83 - Te Wu , Feng Fu , Long Wang 2018
We study the coevolutionary dynamics of the diversity of phenotype expression and the evolution of cooperation in the Prisoners Dilemma game. Rather than pre-assigning zero-or-one interaction rate, we diversify the rate of interaction by associating it with the phenotypes shared in common. Individuals each carry a set of potentially expressible phenotypes and expresses a certain number of phenotypes at a cost proportional to the number. The number of expressed phenotypes and thus the rate of interaction is an evolvable trait. Our results show that nonnegligible cost of expressing phenotypes restrains phenotype expression, and the evolutionary race mainly proceeds on between cooperative strains and defective strains who express a very few phenotypes.
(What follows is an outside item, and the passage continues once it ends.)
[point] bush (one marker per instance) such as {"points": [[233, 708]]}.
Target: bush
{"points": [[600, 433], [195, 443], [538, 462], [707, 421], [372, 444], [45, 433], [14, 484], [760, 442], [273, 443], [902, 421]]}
It pays for cooperative strains to express a very few phenotypes. Though such a low level of expression weakens reciprocity between cooperative strains, it decelerates rate of interaction between cooperative strains and defective strains to a larger degree, leading to the predominance of cooperative strains over defective strains. We also find that evolved diversity of phenotype expression can occasionally destabilize due to the invasion of defective mutants, implying that cooperation and diversity of phenotype expression can mutually reinforce each other. Therefore, our results provide new insights into better understanding the coevolution of cooperation and the diversity of phenotype expression.